26 avril 2008 — Une campagne d’intérêt public
Un graffiti mot d’ordre : « Trottoir, pas crottoir »
Il y a des quartiers où il vaut mieux regarder où on pose les pieds.
Je me rends compte de ce tag. La première fois que je l’ai vu, j’ai cru à une action isolée, un ras-le-bol de riverain.
En 2000, une plasticienne brestoise avait fait tracer dans la ville une ligne bleue de cinquante centimètres de large sur sept kilomètres sur le tracé des anciennes fortifications de la ville.

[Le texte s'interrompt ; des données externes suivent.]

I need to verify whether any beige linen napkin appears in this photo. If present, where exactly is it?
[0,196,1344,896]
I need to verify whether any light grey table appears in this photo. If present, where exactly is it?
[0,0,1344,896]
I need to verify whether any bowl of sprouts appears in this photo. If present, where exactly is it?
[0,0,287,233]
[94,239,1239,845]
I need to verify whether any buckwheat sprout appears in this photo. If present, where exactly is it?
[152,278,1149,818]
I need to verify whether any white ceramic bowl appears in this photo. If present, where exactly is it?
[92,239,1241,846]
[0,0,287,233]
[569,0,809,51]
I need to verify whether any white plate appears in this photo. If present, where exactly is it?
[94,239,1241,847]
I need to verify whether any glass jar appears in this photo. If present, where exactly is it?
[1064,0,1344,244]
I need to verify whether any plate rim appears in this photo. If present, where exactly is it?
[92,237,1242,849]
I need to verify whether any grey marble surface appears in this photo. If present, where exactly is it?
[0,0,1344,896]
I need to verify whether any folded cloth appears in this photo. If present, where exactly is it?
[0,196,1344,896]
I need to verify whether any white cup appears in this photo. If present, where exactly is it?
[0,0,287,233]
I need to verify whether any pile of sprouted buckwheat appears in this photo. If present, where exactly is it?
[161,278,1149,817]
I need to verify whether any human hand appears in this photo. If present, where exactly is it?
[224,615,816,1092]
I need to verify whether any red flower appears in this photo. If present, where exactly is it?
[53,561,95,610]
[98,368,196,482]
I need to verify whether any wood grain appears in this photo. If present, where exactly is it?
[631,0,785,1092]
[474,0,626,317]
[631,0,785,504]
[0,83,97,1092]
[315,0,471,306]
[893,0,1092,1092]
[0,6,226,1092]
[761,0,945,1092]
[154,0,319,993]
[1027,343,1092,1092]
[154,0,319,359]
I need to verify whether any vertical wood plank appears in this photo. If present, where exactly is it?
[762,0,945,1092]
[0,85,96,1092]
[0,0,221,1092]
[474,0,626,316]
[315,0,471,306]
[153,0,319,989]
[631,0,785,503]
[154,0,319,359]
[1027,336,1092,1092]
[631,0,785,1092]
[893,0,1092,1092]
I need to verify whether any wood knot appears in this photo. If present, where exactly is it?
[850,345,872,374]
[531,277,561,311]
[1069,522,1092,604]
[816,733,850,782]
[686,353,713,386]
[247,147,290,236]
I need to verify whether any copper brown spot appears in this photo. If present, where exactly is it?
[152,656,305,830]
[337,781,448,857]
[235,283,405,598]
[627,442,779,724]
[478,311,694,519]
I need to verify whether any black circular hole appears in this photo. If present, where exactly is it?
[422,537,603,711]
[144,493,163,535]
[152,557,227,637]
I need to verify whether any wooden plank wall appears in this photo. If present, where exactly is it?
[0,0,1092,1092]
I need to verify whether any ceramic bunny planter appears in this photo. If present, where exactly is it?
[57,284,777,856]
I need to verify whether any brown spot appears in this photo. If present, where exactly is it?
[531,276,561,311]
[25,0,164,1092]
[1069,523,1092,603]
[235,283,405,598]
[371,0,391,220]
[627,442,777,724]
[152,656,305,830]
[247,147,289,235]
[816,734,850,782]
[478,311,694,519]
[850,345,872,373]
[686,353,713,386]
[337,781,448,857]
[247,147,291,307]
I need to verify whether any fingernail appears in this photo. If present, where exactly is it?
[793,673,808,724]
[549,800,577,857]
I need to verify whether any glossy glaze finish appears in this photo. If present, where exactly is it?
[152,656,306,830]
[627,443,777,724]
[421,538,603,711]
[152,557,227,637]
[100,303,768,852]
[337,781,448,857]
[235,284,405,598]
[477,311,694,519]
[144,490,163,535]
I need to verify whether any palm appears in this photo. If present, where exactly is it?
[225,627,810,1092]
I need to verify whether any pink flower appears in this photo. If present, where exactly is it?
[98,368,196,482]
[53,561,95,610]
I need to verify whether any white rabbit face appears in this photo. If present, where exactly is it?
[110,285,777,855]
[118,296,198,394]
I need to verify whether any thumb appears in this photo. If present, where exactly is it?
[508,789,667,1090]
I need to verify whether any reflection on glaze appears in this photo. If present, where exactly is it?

À cette époque, on avait utilisé cette ligne pour s’autoriser le marquage de la chaussée pour toutes sortes de messages, insultes, revendications, invitations. Et puis les trottoirs se sont tus.
Mais c’était sans compter l’ingénuité de la mairie qui, dans une problématique bien nationale, a eu recours à des techniques novatrices de street marketing1.
Car, quoi de mieux pour la population, pour responsabiliser, pour modifier durablement les comportements que de peindre sur les trottoirs « Trottoir, pas crottoir ». Le jeu de mot prête à sourire, c’est déjà ça.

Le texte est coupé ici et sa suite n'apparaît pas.